How to Score Funding Without VCs
Building a company from scratch is never easy. You have got to create products customers want, a business model that works, and a team that can execute with precision. On top of that, you need lots of luck, good timing, and money in the bank.
Venture capital holds the promise of solving your money problems. But it is very hard to obtain and requires you to give up control of your company to the venture capital firm (see BusinessWeek.com, 7/17/06, "Venture Capital, the Good, Bad, and Ugly"). The best strategy is to constantly review your alternatives and make do with what you have. As your company grows and achieves success, new options will keep opening up. You'll find that financing comes most easily when you don't need it.
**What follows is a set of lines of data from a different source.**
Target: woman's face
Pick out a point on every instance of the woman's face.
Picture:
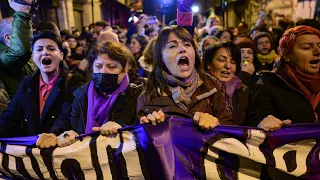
(264, 45)
(72, 43)
(135, 46)
(306, 53)
(208, 42)
(225, 36)
(246, 55)
(223, 66)
(103, 64)
(46, 55)
(179, 56)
Here are some of the alternatives you'll have at the five main stages of your company's growth:
Stage I. When you have nothing but an idea and ambition, you have limited funding options:
1. Personal savings. You may have to crack open the piggy bank, max out your credit cards, and get a second mortgage on your house.
2. Beg and borrow. It's time to call rich friends and relatives and sell them on your vision. Offer them a stake in your startup in return for an investment. Make sure they understand the risks.
3. Loans. Many banks and credit unions provide financing for small businesses. It is always a tough sale and they usually require business and personal assets as collateral. But the terms are always better than what VCs will offer and you'll get a quick response. Just remember that the problem with a loan is that you have to pay it off continuously.
4. Angel investors. Many individuals who have made or inherited their fortunes look for relatively small high-risk/high-return investments. You'll have to search hard but if you can also find experienced business executives who are ready to invest, you may gain more than money (see BusinessWeek.com, 7/24/06, "A Rumor of Money for Entrepreneurs").
5. SBA loans. The Small Business Administration provides guidance on starting a business and information on government-sponsored loan programs. Their Web site sba.gov provides extensive information on what types of loans may be available and eligibility requirements.
Stage II. Once you understand your market and have built a product that customers want, you've got more options:
1. Customer investment/pre-sales. If your potential customers feel they need your product enough, they may fund its completion by investing in your company. This is the most valuable funding you can obtain. It aligns your interests with those of your customers and makes you partners in success. Securing their investment will cause you to focus on meeting customer needs, and will provide the customer with an incentive to be a strong reference.
2. Selling services. You may want to have your team act as paid consultants and provide onsite services for the first few months of product implementation. Customers will get the best possible support, and you'll learn about their hardships and how to improve your product. And you'll be able to pay your bills.
Stage III. By the time you have gone through the trials and tribulations of getting your product to work well, meet most customer needs, and address a sufficiently broad market (see BusinessWeek.com, 5/4/06, "Countdown to Product Launch Part I"), your new options include:
1. Strategic investment. If you have built a great new product, chances are you're stepping on someone else's turf. They will see you as a threat to be eliminated. But others will see you as a potential partner. Your challenge is to understand the competitive landscape and seek partnerships with the right players. You may be able to get significant funding in exchange for some equity.
For the strategic partner you are a gateway into a new market and an acquisition opportunity. At the same time, they can provide you with a new sales channel and act as a big brother and help out in times of need. Be careful that you don't disclose too much information without protective legal agreements and that you don't sign your future away. Hire a good lawyer before you start negotiations.
2. Selling for survival. The single best way of raising capital is by selling your products. You should turn every employee into a "selling machine" and focus on closing deals (see BusinessWeek.com, 7/12/05, "Selling for Survival").
Stage IV. When you've got a great product, a business model that works, and a management team that is itching to take over the world, you will need big money. Michael Guptan, managing director of investment firm Stanford Group, says that this may be the best time to consider being acquired by the right strategic partner or engaging in a "reverse merger." Your options:
1. Acquisition. Building a national or global sales channel and creating the necessary support infrastructure can be very costly. It may make sense to sell your company to a bigger player that already has this system in place. You may be able to negotiate a deal where you and your employees maintain some level of autonomy and incentives for success.
2. Reverse merger. In a reverse merger, you identify a public shell, a publicly listed company with no assets or liabilities, and merge your private company into this shell. After this process, you become a public company and you can attract financing from hedge funds and private equity funds, as well as from retail investors. Guptan says that if you can demonstrate that you have the management team to manage a public company and the vision to scale the business through acquisitions, you will have access to some of the leading funds at attractive rates.
Stage V. When your company has achieved critical mass with steady and predictable sales growth, it is time to consider an initial public offering (IPO). There is a lot of preparation and planning that goes into an IPO. But by this stage, you'll find investment firms tripping over each other to offer you money.
1. Mezzanine financing. This is usually high-interest debt financing to tide the company over until it completes an IPO. The advantage is that doesn't require giving up an interest in the company.
If you have made it this far, your company has graduated from being a small business to a mid-size business. Now it's time to start planning on how you're going to become a big business.